Ethan Peterson: Yeah, it’s a little bit of both. Vibrant is really unique. Maybe not unique, but just special in the case that we are B2B to C. So, we only sell our testing to providers. They have to have their credentials, NPI number, everything like that, for them to be able to access and purchase our tests for their patients. So, I have the challenging job of not only targeting our providers and making sure they’re aware of the great tests available, but also targeting the patients to then create that bottom-up demand to go to their providers. So, with our provider side, it’s more signups and purchases that we have for our conversion goals. But with patients, it’s a lot more dedicated to leads, where that’s our main goal is to collect their information. And then from there, once they’re in our ecosystem, we have their information. We can give them the support to connect with their providers. We have a provider directory that has been a huge push. We actually just launched that this year. So, now the goal is to get the patients the support they need to discuss the testing with the doctor and get to the root cause of what’s going on and making them not feel good.
Building a HIPAA-Compliant Data Stack
Aaron Burnett: Yeah, I think that sort of two-pronged attack is pretty common in the space. We do that with a lot of our clients as well. Given the constraints around data collection, I assume, do you have some sort of a data store that allows you to bring together all of the platform data and combine it with some of your own data and see a little bit of a richer picture?
Ethan Peterson: We use mostly everything in HubSpot natively where we can. I’m a big fan of HubSpot. I think it’s a great tool for us to use. We have some data analysts that are setting up some Power BI dashboards. That’s actually been more of a recent push to just say, hey, we have all this stuff in HubSpot, but it’s hard to bring in those data from our Google Ads to match our ad spend on what campaign is actually converting to what people, and matching all that up in HubSpot is a little bit more challenging. So, pulling it into a Power BI dashboard is what we’ve been pushing forward lately. We’ve also dabbled with Databox in there, which is some pretty cool functionality as well that I really like. Some of the more in-depth building of those dashboards in Power BI, though, I feel like, are a bit more helpful.
Aaron Burnett: Having a HIPAA-compliant data warehouse has been a massive unlock for us. The ability to bring together all the platform data and then to normalize it so that you are looking at it in terms of the same naming conventions. You’ve normalized the greediness of Meta attribution versus attribution from other platforms, for example. And then we can integrate first-party data has given us a lot of clarity that we didn’t have when we were relying on platform data and platform reporting. In Vibrant Wellness, you’ve been with them a bit. Have they been focused on privacy and very careful with data for the entire period of time that you’ve been with them?
Ethan Peterson: Yeah, for as long as I’ve been here, they definitely have. It’s been a big priority actually. I think only a month or two after I was hired, they hired another privacy manager across the whole company for everyone. So, I am sending everything to him as well, and we collaborate across all of it.
From Crutches to Creative Excellence
Aaron Burnett: You had previously worked in other industries that were not highly regulated, didn’t have the same data constraints. Compare those two experiences, and then I’m interested to know whether in the current experience, what you feel has been lost? Are you as effective as before? Something’s been lost; you’re not as effective? Are you more effective? And why?
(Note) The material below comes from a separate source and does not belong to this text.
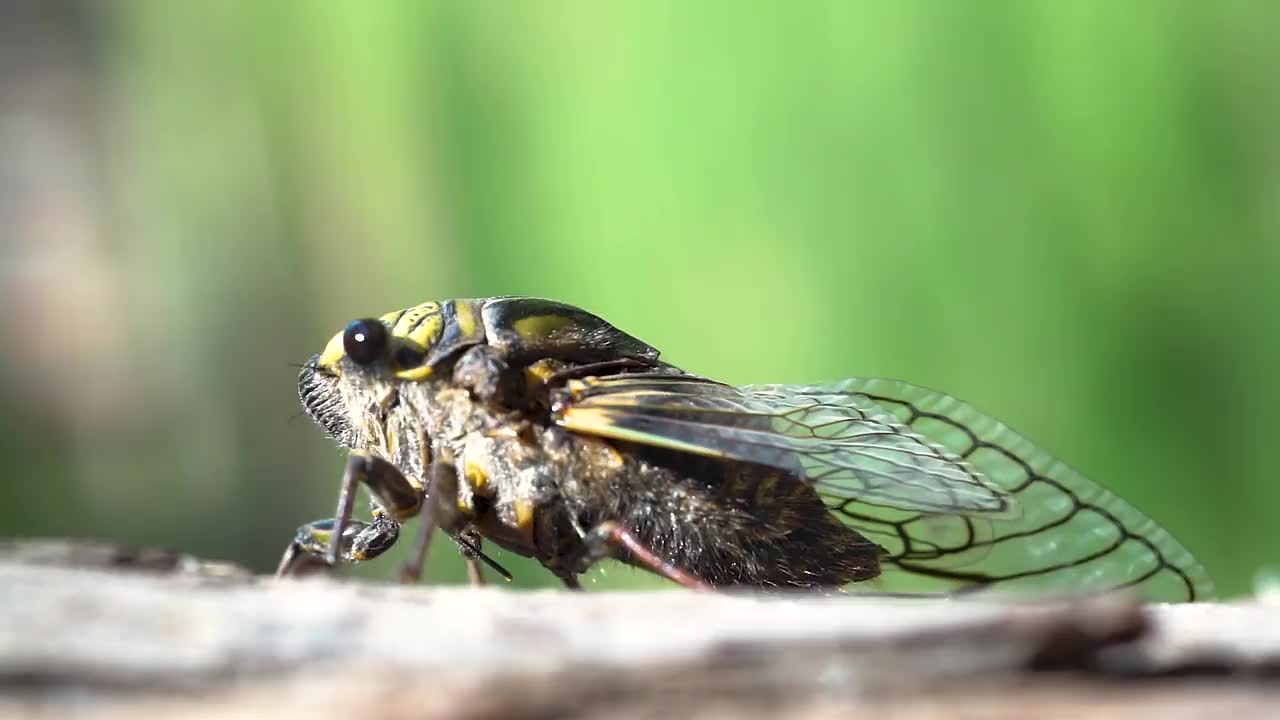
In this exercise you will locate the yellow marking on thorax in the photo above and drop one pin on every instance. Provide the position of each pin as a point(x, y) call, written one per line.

Ethan Peterson: My previous experience I worked at an agency for a while for building websites and doing SEO for small local businesses. A lot of doctors, dentists, lawyers, construction, couple of those types of businesses. And yeah, data was very different. I could put in all the tags I wanted. I could have lots of heat mapping, everything. Everything you could think of, I could put on their website.
Aaron Burnett: You could follow people around everywhere they went.
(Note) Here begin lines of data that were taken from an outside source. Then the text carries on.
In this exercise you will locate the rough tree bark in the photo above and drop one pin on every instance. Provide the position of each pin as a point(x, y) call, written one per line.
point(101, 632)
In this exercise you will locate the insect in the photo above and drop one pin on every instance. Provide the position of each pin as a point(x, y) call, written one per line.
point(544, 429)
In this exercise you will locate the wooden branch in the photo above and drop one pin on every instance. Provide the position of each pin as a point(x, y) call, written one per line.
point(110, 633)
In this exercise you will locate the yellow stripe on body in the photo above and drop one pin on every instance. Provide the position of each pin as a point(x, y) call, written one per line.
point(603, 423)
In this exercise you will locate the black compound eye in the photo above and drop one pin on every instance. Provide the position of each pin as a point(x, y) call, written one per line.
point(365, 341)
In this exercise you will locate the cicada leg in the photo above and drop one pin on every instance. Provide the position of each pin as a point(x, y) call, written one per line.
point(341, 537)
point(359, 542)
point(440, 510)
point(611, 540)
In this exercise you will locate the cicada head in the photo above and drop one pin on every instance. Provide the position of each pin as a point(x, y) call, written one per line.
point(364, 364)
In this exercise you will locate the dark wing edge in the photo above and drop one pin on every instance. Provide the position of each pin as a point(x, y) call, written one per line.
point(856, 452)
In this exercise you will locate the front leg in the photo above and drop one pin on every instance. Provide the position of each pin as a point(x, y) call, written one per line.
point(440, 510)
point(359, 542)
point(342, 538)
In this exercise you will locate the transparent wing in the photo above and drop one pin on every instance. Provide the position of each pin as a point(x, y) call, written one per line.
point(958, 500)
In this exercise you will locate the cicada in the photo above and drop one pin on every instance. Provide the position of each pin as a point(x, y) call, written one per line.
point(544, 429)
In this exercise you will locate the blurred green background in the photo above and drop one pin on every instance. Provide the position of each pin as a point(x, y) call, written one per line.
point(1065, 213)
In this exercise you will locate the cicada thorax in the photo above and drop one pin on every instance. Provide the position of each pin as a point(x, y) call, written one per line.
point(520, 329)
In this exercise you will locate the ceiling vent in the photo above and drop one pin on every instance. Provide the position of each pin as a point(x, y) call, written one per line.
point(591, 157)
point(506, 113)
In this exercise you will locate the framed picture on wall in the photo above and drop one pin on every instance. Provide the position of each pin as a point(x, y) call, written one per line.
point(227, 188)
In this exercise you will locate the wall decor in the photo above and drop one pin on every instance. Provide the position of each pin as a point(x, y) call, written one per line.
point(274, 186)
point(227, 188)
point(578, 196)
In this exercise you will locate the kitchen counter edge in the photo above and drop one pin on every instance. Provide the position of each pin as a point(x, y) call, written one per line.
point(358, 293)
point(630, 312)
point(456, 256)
Ethan Peterson: Yep. Yeah. And that was really cool to see, especially for understanding our conversion rate optimization and kind of getting that picture. And now it’s a different game with Vibrant, where we don’t have any heat mapping or anything on our website. We are a little bit more limited in what we’re able to find before they sign up. Once someone gives us their information and we have those rights to be able to personalize some of that thing, then it makes it quite a bit easier to understand their journey. From the beginning of the story, it’s hard to collect that picture. So, effectiveness, I don’t know, it’s hard to measure because just different worlds. So I personally feel like I’m doing the same principles of things that I know to make sure I have good creative, make sure our branding is strong, make sure messaging is clear for people to go the right direction, making as little walls as possible for them to get signed up and get access to a provider. It is definitely different. Maybe it’s hard to be as detailed in effectiveness. But I think the principles still stand of understanding your funnel, understanding your consumer.
Aaron Burnett: We also have worked with lots of clients in lots of industries. And prior to the OCR guidance, even in some of these highly regulated industries, you had much greater latitude to track and retarget and that sort of thing. Our experience after shifting to becoming fully compliant is, huh, I think it actually made us better marketers because you don’t have, there are all these things that were like the big red easy button that platforms gave you. Super easy to target audiences. Just define them. Super easy to retarget. You just follow them around. You beat them about the head and shoulders with a series of ads until they give up, and they come back and convert. In that context, because you could be so precise and sometimes relentless with your advertising, you didn’t have to pay as close attention to the user journey or the quality of the creative or ensuring the message resonated, and you were really guiding people through the process and drawing them in. And we find without those things, which we thought were absolutely essential, but turn out to be crutches, we’re quite a bit better than we were, and we’re actually driving better performance in this context than we did before.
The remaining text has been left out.